According to many analysts, the year 1965 represents the watershed between two periods: a first period of the Italian school of analytical philosophy of law, characterized by its legal-positivism (a legal positivist phase) and a second period, when many of the basic theses of the first period came under heavy criticism, but were not forgotten. This has been called a phase of "post legal-positivism".[9] We know that the Italian analytical school was born, with Bobbio, as a (legal)positivistic approach. This must not, however, lead us to believe that different orientations were not present within it almost from the beginning. A group sympathetic to the North American and Scandinavian legal realist movements appeared early and immediately occupied a central position in analytical discussions. This especially owed to the works of Tarello and Pattaro, but even of scholars, such as Gavazzi,[10] who cannot be classified as legal realists tout court. Nonetheless, on the whole the first period of the school can be correctly labelled as that of legal positivism, since this orientation was preponderant, and above all since the problem of legal positivism represented the unifying element of the analytical debates in those years.[11]
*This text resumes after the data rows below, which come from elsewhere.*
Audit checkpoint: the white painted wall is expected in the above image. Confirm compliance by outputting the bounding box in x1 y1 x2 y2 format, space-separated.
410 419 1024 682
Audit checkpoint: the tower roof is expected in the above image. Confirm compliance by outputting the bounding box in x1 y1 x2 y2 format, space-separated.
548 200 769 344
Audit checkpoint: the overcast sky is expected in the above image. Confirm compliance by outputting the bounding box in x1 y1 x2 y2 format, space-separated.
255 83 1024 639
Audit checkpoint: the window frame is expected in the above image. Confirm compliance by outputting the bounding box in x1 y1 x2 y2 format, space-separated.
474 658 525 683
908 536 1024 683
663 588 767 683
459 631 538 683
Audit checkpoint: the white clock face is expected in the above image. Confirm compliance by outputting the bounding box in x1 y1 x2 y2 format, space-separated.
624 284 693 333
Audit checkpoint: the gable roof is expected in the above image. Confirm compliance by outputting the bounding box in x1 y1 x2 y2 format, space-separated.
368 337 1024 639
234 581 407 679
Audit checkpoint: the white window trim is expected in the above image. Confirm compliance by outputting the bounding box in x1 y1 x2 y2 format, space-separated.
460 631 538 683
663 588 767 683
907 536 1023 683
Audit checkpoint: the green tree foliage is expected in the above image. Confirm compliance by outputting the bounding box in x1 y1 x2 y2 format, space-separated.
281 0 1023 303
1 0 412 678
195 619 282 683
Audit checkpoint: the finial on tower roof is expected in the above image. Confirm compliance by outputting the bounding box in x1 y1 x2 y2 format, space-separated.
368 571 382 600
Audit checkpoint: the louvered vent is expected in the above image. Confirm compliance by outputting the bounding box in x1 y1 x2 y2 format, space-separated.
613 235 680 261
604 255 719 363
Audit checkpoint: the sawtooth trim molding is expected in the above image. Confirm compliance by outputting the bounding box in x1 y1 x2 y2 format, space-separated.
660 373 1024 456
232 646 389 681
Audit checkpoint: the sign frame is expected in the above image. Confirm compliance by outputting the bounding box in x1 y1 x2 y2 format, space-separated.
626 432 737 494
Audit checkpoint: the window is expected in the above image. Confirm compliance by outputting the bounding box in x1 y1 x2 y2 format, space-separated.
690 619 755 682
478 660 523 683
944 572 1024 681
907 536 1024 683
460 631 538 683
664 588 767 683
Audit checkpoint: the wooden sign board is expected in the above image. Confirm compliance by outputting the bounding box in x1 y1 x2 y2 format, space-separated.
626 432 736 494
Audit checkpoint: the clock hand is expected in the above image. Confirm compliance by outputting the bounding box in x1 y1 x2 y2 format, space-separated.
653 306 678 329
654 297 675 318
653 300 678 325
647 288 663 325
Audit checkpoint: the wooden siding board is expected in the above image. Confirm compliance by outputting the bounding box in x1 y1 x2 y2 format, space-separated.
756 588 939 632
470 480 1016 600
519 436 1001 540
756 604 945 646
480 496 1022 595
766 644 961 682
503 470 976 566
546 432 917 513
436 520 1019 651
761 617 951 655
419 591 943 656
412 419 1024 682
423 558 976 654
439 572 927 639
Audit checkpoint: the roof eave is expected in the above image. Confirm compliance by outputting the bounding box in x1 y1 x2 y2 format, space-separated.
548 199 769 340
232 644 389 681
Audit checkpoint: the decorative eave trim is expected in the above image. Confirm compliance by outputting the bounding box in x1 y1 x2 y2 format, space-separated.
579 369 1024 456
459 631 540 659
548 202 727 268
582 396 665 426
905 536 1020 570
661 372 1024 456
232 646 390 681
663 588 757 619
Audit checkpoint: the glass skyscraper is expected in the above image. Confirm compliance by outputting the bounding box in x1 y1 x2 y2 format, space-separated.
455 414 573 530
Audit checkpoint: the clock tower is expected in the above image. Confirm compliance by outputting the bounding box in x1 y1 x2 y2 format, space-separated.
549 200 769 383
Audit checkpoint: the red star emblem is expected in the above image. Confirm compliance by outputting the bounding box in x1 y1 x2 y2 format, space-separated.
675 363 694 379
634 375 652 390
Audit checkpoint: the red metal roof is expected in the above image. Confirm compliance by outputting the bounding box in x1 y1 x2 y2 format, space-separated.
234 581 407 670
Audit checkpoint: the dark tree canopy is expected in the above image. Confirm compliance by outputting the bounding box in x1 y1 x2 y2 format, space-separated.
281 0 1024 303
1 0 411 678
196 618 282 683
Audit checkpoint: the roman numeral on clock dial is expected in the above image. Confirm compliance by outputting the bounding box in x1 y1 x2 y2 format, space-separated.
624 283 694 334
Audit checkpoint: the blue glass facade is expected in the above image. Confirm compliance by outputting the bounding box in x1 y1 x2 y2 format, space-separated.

The two works published by Bobbio and Scarpelli in 1965 turned analytical discussions in another direction and, in the eyes of some, went so far as to sign the death warrant of analytical legal positivism. In any case, Bobbio abandoned his old positions when he concluded that a scientific and value-free approach to the study of law led inevitably to emphasising the evaluative and political nature of positivistic legal science: therefore adhesion to legal positivism in its most acceptable sense of a value-free position towards each legal system led inevitably, in Bobbio's opinion, to the discovery that the work of jurists is neither scientific nor value-free.[12] As for Scarpelli, he declared himself a legal positivist but, in contrast with Bobbio, he thought that being such meant taking a political standpoint. Scarpelli's thesis is that legal positivism is not a purely descriptive and theoretical approach but rather presupposes a prior political choice in favour of a certain definition of law as the object of description (in Kelsenian terms, this is the choice of a basic norm). Far from being a value-free and scientific approach, legal positivism even as a method of legal description is thus for Scarpelli the rationalisation of a political involvement in favour of, firstly, a certain notion of positive law and, secondly, those legal systems which correspond to this notion, i.e. systems which are, on the whole, effective. In a nutshell, Scarpelli considers legal positivists as those who choose, whether as judges or as doctrinal jurists, to bow to the legal powers which are in force in a given territory at a given time. Scarpelli holds that this position is ethically acceptable and preferable to other theoretical positions in the field of law, but only when such obedience is paid to morally acceptable legal systems, which for him means a constitutional and democratic legal system.

I do not mean to give the impression that after 1965 all Italian analysts were suddenly converted to legal realism. However, many are of the opinion that the very founder of the school, Bobbio, came nearer to the positions of the legal realists because of the interest he has taken in the problem of the function of law in his more recent works. [13]

In any case, few Italian legal philosophers of the analytical persuasion would at present call themselves legal positivists;[14] furthermore, today's analytical positions certainly appear less definite and less easily circumscribed than they were in the past. Nonetheless, within the Italian analytical school the age-old legal-philosophical conflict between legal positivism and legal realism is still in full swing. It is now mostly fought on the semiotic ground, in terms that differ only partly from those of the past, and are closely connected with the analysis of law conceived as a language. We can thus describe it as a conflict between those who think that norms or rules are central to a semiotic analysis of law and those who believe that rules or norms, beyond appearances, play no real role in the workings of legal language (a normativistic semiotics versus an anti-normativistic semiotics).